The rallies on Saturday were organized by the Welcome to Australia campaign and aimed at celebrating cultural diversity and promoting compassion and unity in the nation, local press outlets reported.
"The walk is a loud declaration that thousands of Australians believe we are a nation known for our compassion, generosity and welcome," said Chief Executive of Welcome to Austria Mohammad Al-Khafaji, a former refugee.
Al-Khafaji also insisted that the movement has gone global this year, saying, "A community in Anchorage, Alaska, heard about Australia's Walk Together celebration and they were really impressed with its symbolism and its power.

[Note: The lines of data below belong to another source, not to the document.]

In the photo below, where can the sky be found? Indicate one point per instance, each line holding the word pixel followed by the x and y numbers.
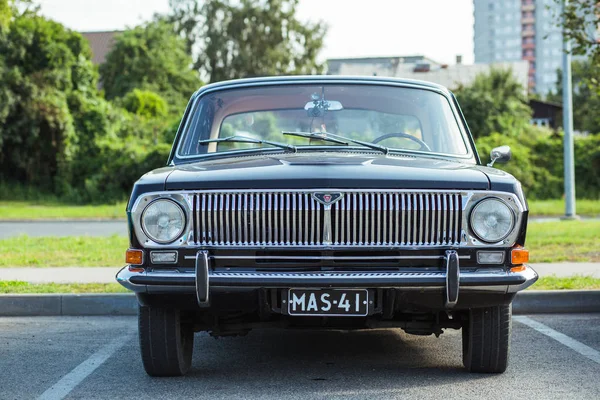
pixel 438 29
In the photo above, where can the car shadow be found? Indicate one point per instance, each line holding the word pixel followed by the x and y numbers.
pixel 340 362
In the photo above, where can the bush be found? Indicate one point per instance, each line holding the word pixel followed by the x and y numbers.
pixel 145 103
pixel 120 165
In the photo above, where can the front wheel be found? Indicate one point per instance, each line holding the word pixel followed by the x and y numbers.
pixel 486 339
pixel 166 343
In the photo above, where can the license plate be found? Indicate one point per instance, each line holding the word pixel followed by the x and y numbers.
pixel 331 302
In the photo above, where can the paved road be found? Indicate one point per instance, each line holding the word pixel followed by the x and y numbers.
pixel 63 228
pixel 97 358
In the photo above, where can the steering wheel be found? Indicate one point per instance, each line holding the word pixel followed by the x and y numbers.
pixel 422 144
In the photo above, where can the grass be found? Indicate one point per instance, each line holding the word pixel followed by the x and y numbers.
pixel 556 208
pixel 79 251
pixel 564 241
pixel 36 210
pixel 576 282
pixel 24 287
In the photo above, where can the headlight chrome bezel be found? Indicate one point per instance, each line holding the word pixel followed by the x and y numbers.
pixel 478 235
pixel 180 208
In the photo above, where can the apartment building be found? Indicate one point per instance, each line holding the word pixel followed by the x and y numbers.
pixel 512 30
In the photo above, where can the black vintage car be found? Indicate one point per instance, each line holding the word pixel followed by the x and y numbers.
pixel 329 202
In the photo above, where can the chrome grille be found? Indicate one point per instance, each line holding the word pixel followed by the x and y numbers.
pixel 296 218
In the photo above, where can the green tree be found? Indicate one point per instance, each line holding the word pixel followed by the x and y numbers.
pixel 145 103
pixel 495 102
pixel 586 95
pixel 42 65
pixel 247 38
pixel 5 15
pixel 579 22
pixel 150 57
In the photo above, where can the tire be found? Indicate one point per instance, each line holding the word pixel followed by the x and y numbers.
pixel 166 343
pixel 486 339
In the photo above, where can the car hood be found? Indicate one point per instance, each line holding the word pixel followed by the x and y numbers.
pixel 326 170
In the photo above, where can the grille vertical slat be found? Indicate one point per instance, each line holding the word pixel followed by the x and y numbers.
pixel 297 219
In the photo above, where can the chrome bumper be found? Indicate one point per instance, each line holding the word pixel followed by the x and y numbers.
pixel 452 281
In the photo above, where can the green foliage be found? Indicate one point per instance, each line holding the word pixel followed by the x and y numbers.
pixel 538 162
pixel 579 22
pixel 145 103
pixel 495 102
pixel 5 15
pixel 247 38
pixel 41 65
pixel 150 57
pixel 118 165
pixel 586 95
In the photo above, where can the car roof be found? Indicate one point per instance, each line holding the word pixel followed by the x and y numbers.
pixel 287 80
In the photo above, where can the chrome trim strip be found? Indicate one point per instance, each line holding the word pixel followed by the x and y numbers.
pixel 368 218
pixel 452 279
pixel 202 275
pixel 160 252
pixel 385 279
pixel 327 258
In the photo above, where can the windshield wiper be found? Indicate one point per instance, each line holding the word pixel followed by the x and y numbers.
pixel 245 139
pixel 332 137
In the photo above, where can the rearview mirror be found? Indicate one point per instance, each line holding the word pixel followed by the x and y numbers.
pixel 500 154
pixel 319 107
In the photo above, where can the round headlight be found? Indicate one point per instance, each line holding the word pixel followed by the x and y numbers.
pixel 492 220
pixel 163 221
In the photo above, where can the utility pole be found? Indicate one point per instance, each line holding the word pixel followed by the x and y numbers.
pixel 569 155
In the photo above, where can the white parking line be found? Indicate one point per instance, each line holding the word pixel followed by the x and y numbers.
pixel 571 343
pixel 68 382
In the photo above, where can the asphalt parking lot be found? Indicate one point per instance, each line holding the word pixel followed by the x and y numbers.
pixel 552 356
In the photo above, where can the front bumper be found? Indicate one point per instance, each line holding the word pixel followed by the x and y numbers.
pixel 451 280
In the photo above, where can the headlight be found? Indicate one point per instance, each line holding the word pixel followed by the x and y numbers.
pixel 163 221
pixel 492 220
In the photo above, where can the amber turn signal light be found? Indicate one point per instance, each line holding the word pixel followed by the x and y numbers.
pixel 134 256
pixel 519 256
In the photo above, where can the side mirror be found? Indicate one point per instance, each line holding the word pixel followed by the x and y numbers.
pixel 500 154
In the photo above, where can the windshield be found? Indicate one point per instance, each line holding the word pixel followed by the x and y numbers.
pixel 395 118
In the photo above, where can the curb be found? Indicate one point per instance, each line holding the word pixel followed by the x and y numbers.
pixel 28 305
pixel 556 301
pixel 12 305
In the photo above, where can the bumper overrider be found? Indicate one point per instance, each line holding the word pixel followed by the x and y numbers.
pixel 450 279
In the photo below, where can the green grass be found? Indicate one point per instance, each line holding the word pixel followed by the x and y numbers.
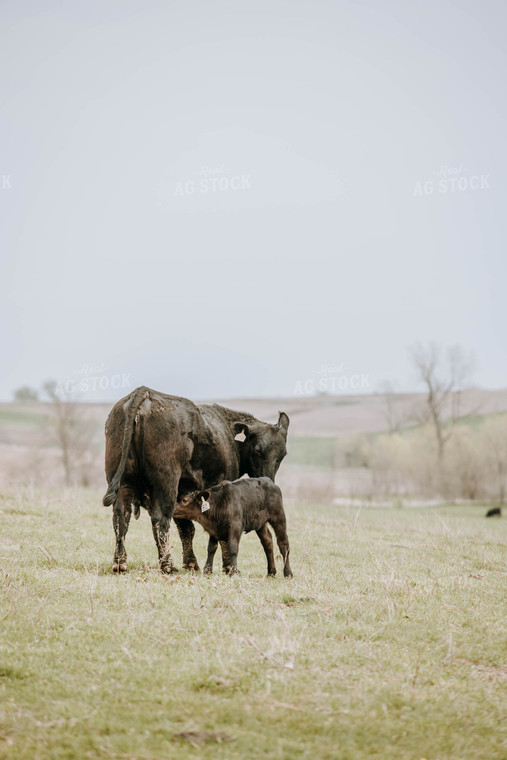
pixel 388 643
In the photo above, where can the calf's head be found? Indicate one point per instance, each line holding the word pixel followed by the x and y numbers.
pixel 262 446
pixel 190 506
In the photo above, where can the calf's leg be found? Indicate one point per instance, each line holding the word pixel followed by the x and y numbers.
pixel 212 547
pixel 267 544
pixel 226 560
pixel 232 547
pixel 278 524
pixel 162 508
pixel 186 530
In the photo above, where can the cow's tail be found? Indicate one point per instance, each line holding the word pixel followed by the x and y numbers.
pixel 136 399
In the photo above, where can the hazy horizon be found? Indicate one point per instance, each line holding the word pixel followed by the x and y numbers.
pixel 219 200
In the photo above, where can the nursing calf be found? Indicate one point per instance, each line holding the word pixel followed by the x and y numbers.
pixel 232 508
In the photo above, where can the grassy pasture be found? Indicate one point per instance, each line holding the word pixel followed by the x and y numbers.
pixel 389 642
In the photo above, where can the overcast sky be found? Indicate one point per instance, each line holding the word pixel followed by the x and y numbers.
pixel 219 199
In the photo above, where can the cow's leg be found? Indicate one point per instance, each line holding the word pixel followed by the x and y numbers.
pixel 186 530
pixel 212 547
pixel 267 544
pixel 121 519
pixel 162 508
pixel 279 526
pixel 232 547
pixel 226 559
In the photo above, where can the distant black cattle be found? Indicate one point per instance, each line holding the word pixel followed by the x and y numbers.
pixel 160 447
pixel 229 509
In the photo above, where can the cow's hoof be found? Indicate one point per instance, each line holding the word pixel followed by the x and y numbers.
pixel 192 566
pixel 167 568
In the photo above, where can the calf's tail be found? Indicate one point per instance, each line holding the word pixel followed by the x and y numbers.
pixel 136 399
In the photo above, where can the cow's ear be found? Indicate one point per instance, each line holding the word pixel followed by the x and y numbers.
pixel 283 423
pixel 241 431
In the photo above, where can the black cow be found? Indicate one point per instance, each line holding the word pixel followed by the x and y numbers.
pixel 160 447
pixel 229 509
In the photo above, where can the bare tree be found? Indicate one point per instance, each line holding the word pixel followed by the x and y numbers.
pixel 73 432
pixel 444 373
pixel 394 409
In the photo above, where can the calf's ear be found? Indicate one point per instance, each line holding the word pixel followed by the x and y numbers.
pixel 283 422
pixel 241 431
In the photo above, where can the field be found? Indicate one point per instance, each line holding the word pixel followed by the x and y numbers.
pixel 389 642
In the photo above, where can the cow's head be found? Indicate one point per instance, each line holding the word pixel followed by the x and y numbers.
pixel 262 446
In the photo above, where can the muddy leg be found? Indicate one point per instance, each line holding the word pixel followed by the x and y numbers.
pixel 267 544
pixel 121 520
pixel 279 526
pixel 232 548
pixel 226 559
pixel 212 547
pixel 161 512
pixel 186 530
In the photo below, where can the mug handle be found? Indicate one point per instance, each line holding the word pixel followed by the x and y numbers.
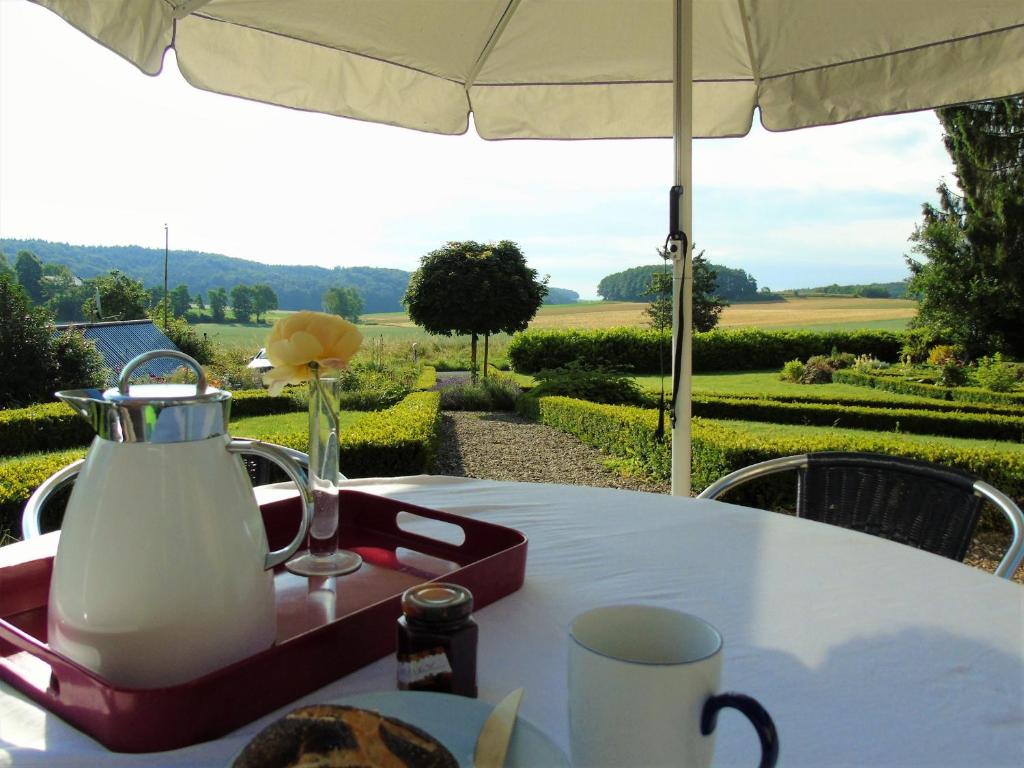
pixel 758 716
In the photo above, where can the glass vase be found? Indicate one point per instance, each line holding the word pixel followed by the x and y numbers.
pixel 323 558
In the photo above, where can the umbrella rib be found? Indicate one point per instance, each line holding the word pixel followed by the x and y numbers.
pixel 304 41
pixel 496 35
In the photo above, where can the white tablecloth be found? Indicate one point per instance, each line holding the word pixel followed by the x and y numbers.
pixel 865 652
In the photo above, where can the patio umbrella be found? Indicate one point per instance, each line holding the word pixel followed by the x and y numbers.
pixel 584 69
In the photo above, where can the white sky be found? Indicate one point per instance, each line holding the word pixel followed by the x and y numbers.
pixel 94 153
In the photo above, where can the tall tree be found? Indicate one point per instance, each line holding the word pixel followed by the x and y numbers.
pixel 120 298
pixel 264 299
pixel 474 290
pixel 971 284
pixel 344 301
pixel 35 359
pixel 30 275
pixel 218 301
pixel 242 303
pixel 707 306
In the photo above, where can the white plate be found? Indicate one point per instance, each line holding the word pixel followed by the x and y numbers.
pixel 456 722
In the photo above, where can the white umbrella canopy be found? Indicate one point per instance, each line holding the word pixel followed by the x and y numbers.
pixel 574 69
pixel 583 69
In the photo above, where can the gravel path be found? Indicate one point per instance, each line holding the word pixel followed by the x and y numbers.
pixel 506 446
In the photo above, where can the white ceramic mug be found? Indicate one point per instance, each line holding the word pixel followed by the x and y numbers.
pixel 643 689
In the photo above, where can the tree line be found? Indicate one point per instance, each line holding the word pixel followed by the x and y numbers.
pixel 635 284
pixel 116 296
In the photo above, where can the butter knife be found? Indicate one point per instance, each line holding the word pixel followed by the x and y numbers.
pixel 493 743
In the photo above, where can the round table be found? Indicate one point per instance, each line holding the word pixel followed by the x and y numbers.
pixel 864 651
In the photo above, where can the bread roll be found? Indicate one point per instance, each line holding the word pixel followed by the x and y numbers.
pixel 327 736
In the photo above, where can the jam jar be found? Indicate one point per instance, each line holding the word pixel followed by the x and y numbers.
pixel 437 640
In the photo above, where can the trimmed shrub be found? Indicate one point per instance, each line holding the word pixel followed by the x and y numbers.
pixel 494 393
pixel 792 371
pixel 895 384
pixel 50 426
pixel 594 384
pixel 942 354
pixel 400 440
pixel 643 350
pixel 817 371
pixel 878 418
pixel 843 399
pixel 427 379
pixel 629 433
pixel 18 479
pixel 55 426
pixel 995 375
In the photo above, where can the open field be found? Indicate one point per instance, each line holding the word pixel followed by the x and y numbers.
pixel 816 313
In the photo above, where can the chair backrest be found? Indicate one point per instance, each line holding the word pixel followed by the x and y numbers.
pixel 911 502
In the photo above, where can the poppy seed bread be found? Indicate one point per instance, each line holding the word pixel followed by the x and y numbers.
pixel 332 736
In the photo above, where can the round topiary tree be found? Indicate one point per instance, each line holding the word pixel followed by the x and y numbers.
pixel 472 289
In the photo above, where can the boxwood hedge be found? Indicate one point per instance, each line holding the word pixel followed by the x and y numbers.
pixel 960 394
pixel 641 350
pixel 54 426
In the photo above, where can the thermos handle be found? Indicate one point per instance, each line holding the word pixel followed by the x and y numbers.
pixel 758 716
pixel 289 460
pixel 282 457
pixel 33 507
pixel 138 359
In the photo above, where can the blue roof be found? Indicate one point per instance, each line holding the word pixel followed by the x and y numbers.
pixel 119 342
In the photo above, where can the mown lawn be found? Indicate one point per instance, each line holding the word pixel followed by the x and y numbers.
pixel 792 430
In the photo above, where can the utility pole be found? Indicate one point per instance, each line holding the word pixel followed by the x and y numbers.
pixel 165 278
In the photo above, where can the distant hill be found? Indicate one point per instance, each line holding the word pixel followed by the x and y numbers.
pixel 864 290
pixel 633 284
pixel 298 287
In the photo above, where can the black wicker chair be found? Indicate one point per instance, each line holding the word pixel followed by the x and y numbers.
pixel 915 503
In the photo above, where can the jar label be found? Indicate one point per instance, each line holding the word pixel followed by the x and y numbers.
pixel 422 666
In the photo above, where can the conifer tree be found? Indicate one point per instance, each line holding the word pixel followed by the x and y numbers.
pixel 971 284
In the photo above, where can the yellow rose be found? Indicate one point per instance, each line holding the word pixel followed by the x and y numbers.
pixel 304 338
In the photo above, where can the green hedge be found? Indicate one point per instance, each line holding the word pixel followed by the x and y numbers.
pixel 818 394
pixel 54 426
pixel 50 426
pixel 629 433
pixel 960 394
pixel 640 350
pixel 400 440
pixel 978 426
pixel 426 380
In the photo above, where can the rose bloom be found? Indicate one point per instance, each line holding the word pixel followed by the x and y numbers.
pixel 302 338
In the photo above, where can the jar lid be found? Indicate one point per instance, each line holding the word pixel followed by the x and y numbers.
pixel 437 602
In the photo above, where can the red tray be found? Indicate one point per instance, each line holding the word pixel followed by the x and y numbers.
pixel 317 642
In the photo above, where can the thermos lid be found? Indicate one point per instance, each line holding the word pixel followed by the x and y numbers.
pixel 154 413
pixel 437 603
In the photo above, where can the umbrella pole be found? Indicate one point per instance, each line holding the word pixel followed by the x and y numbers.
pixel 681 247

"Those Alaskans are holding their own Walk Together event this October to tie in with our walks in Australia this weekend," he added.
Meanwhile, Tasmanian Governor Kate Warner took part in the rally held in the city of Hobart, calling on Australians to challenge the Islamophobic views of One Nation senator, Pauline Hanson.
She further called on the demonstrators to stand firm in their support for refugees.
Warner underlined that Hansen had "declared that Australia was being swamped by Muslims and in which she reiterated a call for a ban on Muslim immigration."
"I think it's so important for Australians who oppose her views to stand up and be counted," she added.
According to local press reports, hundreds of people took part in the rally in the city of Adelaide marching from the Torrens Parade Grounds to Elder Park.
Participants at the Adelaide rally included state lawmaker Nat Cook, former Greens senator Penny Wright and representatives from the Australian Federal Police.
Well-known Australians who attended the nationwide rallies included political leaders from major parties in the country as well as Missy Higgins, Judith Lucy, and Tom Ballard.